D) THE KINGDOM WILL BE TAKEN FROM THE JEWS AND GIVEN TO ANOTHER - Matthew 21:33-45 - In this parable we see God the Father giving His kingdom to the Jews. They were to maintain it and bring forth its fruits, but instead they rejected God, His prophets, and eventually, His own Son. As a result, the Lord will take the kingdom from the Jews and give it to the nations. Christ has rejected the Jewish nation and has established His kingdom through the church.

E) THE KING'S WRATH AGAINST THOSE WHO REJECT HIM - Matthew 22:1-9 - This next parable shows that the Jews were invited to be part of God's kingdom, but they rejected the invitation, again, killing the prophets of God. As a result, God will send out His armies and destroy that generation along with their city (Matthew 22:7 - a reference to the destruction of Jerusalem in 70 AD). The kingdom of God is then expanded to include the Gentiles, for the Jews had rejected their God.
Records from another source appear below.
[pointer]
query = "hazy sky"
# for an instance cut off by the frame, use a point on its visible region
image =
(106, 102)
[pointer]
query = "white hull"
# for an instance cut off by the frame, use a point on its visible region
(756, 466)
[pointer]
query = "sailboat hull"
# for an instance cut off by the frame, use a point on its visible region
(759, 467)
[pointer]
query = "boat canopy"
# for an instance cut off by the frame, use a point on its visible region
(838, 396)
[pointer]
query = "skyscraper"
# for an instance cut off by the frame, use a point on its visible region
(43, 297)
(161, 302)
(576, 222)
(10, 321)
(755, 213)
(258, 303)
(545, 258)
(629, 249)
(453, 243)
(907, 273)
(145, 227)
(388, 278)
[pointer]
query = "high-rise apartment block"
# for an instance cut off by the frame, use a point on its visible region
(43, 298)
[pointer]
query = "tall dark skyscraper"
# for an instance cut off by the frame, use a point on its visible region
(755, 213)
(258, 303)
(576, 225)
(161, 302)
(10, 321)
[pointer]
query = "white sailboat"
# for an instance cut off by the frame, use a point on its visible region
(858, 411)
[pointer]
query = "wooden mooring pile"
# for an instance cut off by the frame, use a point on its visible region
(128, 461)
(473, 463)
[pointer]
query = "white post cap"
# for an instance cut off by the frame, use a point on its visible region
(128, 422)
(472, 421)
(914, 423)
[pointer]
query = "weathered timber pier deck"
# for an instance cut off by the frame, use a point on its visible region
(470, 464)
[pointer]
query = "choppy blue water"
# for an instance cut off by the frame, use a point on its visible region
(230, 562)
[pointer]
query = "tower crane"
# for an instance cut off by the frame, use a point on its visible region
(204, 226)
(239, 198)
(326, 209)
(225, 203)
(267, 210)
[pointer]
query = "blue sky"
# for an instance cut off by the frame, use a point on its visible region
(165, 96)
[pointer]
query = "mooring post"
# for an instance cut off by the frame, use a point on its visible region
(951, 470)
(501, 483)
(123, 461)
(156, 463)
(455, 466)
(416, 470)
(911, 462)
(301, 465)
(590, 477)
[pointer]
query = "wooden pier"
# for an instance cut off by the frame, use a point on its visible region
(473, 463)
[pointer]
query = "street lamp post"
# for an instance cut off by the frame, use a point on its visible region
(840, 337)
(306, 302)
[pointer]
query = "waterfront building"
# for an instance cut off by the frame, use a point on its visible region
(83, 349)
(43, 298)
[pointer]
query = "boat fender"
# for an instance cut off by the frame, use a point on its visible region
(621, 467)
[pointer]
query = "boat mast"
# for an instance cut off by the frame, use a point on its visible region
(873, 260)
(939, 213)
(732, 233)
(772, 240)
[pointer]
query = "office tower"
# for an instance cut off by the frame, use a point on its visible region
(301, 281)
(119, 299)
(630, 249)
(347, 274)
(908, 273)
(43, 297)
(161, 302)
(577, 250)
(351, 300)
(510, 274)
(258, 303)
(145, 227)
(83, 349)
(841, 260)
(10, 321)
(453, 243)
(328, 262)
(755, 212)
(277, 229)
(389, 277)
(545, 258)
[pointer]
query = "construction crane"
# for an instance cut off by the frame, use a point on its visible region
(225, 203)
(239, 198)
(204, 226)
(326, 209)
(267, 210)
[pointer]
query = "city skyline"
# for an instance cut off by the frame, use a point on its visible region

F) CHRIST'S WORDS OF JUDGMENT AND WRATH AGAINST JERUSALEM - Matthew 23:33-39 - This chapter is full of curses against the Jews living in Christ's day. The religious leaders are especially singled out as "fools, hypocrites, blind men, and vipers." The language is full of wrath and condemnation. The house of Israel will be left desolate, for God has turned from them to build His kingdom somewhere else. That generation of Jews living during the time of Christ, if they did not repent and turn to Him, would suffer annihilation as Jerusalem is overthrown.

G) CHRIST'S PROPHECY OF THE FALL OF JERUSALEM AND THE DESTRUCTION OF THE TEMPLE - Matthew 24:1,2 (Parallel passages which should be looked up - Mark 13:1,2; Luke 21:5-6; Luke 19:43,44) - Jesus leaves the Temple, never to return again. God has turned His back on the Jews as His people. It is then that Christ predicts that "not one stone shall be left here upon another." In the parallel passages, we see He is speaking of the Temple and the City. Here we see Christ predicting what the Roman armies would do in 70 AD - the complete overthrow and destruction of Jerusalem. The disciples of Christ would see this actually happen and would remember what Christ had said about the Jews and Jerusalem's destruction.

Here is the primary action of Christ as King of kings. In order to set up His New Covenant kingdom, the old must be dismantled and changed. This begins with the destruction of the earthly Temple, the Holy City, and the judgment upon that generation of Jews who rejected Christ. It is this destruction that the book of Revelation will also reflect in its language. Therefore, for the next few weeks we shall carefully look at Matthew 24 - Christ's prediction of the fall of Jerusalem - to show how these events fit in to the unfolding of the book of Revelation.